Kramer bleibt noch Schalke-Trainer: Ein Aufschub mit Ablaufdatum

10. Oktober 2022 | News | BY Manuel Behlert

Der FC Schalke 04 ist nicht gut in die neue Saison in der Bundesliga gestartet. Punktuell konnten die Königsblauen gut mithalten, aber das Optimum wird aus dem Kader nicht herausgeholt. Der Trainer steht in der Kritik, darf aber weiterarbeiten. Noch. 

Mit Interimslösung Mike Büskens (54) auf der Trainerbank gelang der vielumjubelte Wiederaufstieg in die Bundesliga direkt im ersten Zweitligajahr. Schalke 04 war emotional wieder auf einem Höhepunkt, ließ sich im Sommer aber viel Zeit mit der Verkündung des neuen Trainers. Als die Wahl auf Frank Kramer (50) fiel, verflog die Euphorie bei einigen Anhängern und auch die ersten Experten äußerten Skepsis. Sie sollten damit richtig liegen.

Kramers destruktiver Fußball funktioniert nicht

Schon in Bielefeld wurde dem Coach nachgesagt, er habe der Mannschaft keine klare Spielidee für das Spiel mit dem Ball vermittelt. Das Verhältnis zwischen dem Trainer und Teilen des Teams soll bei den Ostwestfalen vor allem im Endstadium seiner Zeit nicht besonders berauschend gewesen sein.

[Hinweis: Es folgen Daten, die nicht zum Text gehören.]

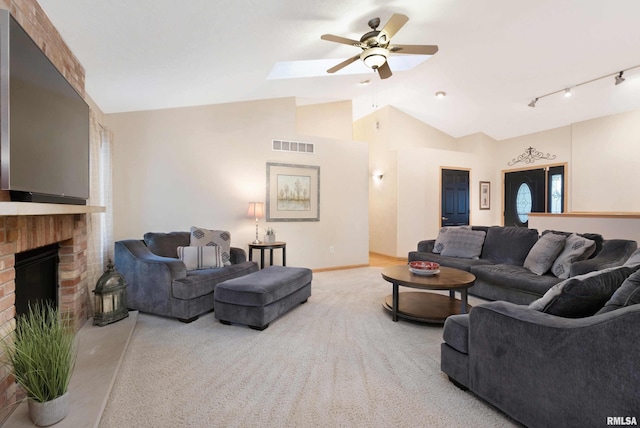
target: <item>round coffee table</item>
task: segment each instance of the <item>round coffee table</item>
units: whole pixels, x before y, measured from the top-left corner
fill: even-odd
[[[471,306],[467,304],[467,289],[473,285],[476,277],[464,270],[440,267],[435,275],[417,275],[408,265],[392,266],[382,271],[382,278],[393,284],[393,293],[384,299],[382,306],[398,317],[413,321],[442,324],[449,315],[467,313]],[[449,290],[449,295],[429,292],[398,293],[400,286],[422,290]],[[455,292],[460,292],[460,300]]]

Nun lässt sich nur schwer beurteilen, wie viel davon der Wahrheit entspricht, aber auch bei Schalke 04 lassen sich Defizite im Spiel mit dem Ball erkennen.



Lief der Auftakt gegen den 1. FC Köln (1:3) durch einen Platzverweis noch eher unglücklich und war das Spiel zuhause gegen Borussia Mönchengladbach (2:2) phasenweise sogar sehr ordentlich, häuften sich die Probleme in der Folge zunehmend. Komplett abgeschossen wurde Schalke zwar „nur“ von Union (1:6) und Leverkusen (0:4), aber am Ende kommt es nun einmal auf Punkte an. Und davon haben Schalke 04 und Trainer Kramer aktuell zu wenige. 

Die These, dass ein Aufsteiger nicht sofort mit mutigem Fußball erfolgreich sein kann, widerlegt Werder Bremen just in dieser Saison eindrucksvoll. Beide Aufsteiger haben sich für komplett unterschiedliche Wege entschieden und stehen unter anderem deswegen auch auf ganz unterschiedlichen Positionen in der Tabelle. Werder ist aktuell Fünfter in der Bundesliga, Schalke steht auf Platz 16. Bei noch 25 zu absolvierenden Spielen ist der Zug aber noch lange nicht abgefahren.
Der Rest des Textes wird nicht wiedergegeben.